You should probably make a separate patch for each improvement you
made, instead of all of them together. That will make it easier to
merge (and evaluate) them in case one of them is rejected but others
accepted.
Other than that, pretty cool. You should keep working on it and join
the ruby dev list to start merging your changes.
Here’s also the docs for sending patches:
http://www.ruby-lang.org/en/community/ruby-core/
On 22/02/07, gga [email protected] wrote:
- Judy is in general not faster than a hash lookup. It is just more
memory efficient.
I cannot fully agree with that characterization, even if it’s correct
considering
only the operation count.
It’s not something you see on typical benchmarks [1], as they tend to
access all
memory with the same frequency, but real programs’ memory access
patterns
more or less follow the power law - very few data structures are
accessed all the time,
and gradually bigger groups of data structures are accessed less
frequently,
ending with most of the program memory being accessed very rarely.

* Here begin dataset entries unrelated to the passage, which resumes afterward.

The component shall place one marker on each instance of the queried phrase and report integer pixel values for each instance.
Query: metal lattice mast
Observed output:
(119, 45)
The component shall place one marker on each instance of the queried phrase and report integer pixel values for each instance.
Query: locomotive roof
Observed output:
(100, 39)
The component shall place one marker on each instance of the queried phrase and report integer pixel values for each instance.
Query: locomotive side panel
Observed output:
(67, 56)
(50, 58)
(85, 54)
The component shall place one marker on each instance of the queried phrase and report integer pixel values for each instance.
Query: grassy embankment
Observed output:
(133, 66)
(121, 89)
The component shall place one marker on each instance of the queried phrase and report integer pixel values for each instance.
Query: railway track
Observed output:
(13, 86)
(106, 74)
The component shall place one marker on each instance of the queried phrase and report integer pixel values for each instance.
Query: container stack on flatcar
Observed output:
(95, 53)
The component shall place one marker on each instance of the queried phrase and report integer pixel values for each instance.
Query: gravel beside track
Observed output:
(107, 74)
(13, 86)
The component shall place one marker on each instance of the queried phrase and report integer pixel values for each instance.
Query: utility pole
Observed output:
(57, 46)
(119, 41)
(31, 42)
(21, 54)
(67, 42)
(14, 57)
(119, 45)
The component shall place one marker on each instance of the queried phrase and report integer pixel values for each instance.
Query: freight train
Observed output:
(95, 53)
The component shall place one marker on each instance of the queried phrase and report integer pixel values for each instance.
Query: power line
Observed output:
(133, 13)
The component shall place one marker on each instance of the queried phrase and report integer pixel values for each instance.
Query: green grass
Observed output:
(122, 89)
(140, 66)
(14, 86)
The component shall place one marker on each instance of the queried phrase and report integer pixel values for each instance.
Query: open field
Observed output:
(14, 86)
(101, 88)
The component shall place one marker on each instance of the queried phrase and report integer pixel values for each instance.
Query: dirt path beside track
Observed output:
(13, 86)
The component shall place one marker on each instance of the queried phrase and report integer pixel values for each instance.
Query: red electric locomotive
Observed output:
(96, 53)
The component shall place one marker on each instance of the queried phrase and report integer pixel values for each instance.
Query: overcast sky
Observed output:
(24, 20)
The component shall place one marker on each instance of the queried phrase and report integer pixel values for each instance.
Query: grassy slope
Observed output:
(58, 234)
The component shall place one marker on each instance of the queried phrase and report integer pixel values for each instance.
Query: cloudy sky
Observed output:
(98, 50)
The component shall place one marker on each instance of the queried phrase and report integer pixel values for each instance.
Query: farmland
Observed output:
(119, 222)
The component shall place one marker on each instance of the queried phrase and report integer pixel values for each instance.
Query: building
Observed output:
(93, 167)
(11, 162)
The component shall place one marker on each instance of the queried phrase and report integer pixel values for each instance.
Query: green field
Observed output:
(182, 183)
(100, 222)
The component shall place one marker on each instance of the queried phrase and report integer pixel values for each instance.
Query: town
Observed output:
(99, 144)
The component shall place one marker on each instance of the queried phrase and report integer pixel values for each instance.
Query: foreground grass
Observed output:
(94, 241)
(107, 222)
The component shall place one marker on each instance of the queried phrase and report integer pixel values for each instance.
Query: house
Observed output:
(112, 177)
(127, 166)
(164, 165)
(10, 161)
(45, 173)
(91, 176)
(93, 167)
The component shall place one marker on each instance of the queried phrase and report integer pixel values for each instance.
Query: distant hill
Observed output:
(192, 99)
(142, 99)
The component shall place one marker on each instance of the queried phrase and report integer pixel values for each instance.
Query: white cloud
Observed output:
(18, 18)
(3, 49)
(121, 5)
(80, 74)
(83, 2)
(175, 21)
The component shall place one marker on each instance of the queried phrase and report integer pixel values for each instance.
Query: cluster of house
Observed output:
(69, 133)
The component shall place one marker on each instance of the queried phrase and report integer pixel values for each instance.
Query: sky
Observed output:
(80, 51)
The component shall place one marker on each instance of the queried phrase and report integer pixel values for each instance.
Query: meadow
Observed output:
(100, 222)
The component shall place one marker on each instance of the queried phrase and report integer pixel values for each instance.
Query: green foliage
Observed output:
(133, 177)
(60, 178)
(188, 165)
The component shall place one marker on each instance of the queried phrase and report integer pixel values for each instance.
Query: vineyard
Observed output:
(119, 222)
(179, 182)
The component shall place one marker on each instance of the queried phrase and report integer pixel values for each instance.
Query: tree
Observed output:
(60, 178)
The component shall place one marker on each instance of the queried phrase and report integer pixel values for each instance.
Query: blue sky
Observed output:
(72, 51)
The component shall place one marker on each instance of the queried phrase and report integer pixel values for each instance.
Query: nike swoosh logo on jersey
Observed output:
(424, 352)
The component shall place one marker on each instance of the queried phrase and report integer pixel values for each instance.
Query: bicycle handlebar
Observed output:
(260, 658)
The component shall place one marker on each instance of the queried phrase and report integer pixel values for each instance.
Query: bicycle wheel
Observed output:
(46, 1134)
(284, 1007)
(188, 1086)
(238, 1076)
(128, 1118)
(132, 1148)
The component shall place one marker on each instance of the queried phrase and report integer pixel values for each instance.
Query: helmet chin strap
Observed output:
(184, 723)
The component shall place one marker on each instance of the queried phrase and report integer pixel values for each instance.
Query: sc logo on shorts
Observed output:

For typical programs computers are pretty good at having the more
commonly
accessed things in faster caches. This means even modest decrease in
data structure sizes will pull frequently accessed data structures into
faster
caches. In most benchmarks all items are equally probably, so the items
pulled
into freed caches tends to be uninteresting.
I’d like to see Judy vs hash tables performance comparison on real
programs,
or at least on more realistic benchmarks.

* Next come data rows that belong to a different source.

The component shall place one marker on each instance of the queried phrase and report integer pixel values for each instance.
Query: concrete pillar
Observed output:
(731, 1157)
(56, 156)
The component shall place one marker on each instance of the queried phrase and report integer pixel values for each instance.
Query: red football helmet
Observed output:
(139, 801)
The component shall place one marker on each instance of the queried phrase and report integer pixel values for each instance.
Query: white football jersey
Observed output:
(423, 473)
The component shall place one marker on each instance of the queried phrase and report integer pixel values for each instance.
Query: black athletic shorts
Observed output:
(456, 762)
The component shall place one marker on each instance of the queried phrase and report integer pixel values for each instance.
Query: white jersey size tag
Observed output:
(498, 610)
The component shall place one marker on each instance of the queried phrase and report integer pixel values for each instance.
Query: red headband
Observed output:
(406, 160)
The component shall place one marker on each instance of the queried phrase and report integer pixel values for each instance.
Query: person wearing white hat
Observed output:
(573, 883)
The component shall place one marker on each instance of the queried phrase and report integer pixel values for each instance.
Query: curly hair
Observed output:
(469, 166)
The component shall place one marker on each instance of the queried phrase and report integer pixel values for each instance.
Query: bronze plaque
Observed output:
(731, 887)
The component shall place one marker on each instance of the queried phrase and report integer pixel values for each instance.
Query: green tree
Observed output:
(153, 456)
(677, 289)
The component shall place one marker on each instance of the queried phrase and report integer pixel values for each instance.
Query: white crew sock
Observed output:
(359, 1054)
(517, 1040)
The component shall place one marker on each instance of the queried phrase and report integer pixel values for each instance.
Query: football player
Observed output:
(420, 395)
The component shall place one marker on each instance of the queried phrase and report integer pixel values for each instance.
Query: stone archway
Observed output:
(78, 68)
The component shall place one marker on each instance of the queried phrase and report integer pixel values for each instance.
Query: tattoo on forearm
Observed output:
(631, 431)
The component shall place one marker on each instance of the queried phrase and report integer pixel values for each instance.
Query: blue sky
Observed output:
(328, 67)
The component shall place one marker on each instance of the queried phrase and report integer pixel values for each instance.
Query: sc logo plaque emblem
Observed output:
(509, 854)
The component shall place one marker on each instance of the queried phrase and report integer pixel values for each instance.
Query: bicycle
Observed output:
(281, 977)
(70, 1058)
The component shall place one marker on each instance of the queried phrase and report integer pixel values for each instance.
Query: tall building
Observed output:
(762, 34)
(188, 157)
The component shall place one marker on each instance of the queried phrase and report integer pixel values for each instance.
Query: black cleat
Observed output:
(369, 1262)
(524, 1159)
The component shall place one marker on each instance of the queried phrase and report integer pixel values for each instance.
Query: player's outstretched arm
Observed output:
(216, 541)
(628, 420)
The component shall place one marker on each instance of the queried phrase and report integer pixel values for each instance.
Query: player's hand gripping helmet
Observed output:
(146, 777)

One more thing - Ruby uses numeric hash tables for symbol lookup.
Symbols ids are highly non-random:
irb> ids = ObjectSpace.enum_for(:each_object,
Module).inject([]){|ms,md| ms + md.instance_methods}.uniq.map{|x|
x.to_sym.object_id}.sort; [ids.min, ids.max, ids.size]
=> [378, 269218, 1061]
That’s exactly the situation Judy is optimized for.
This forum is not affiliated to the Ruby language, Ruby on Rails framework, nor any Ruby applications discussed here.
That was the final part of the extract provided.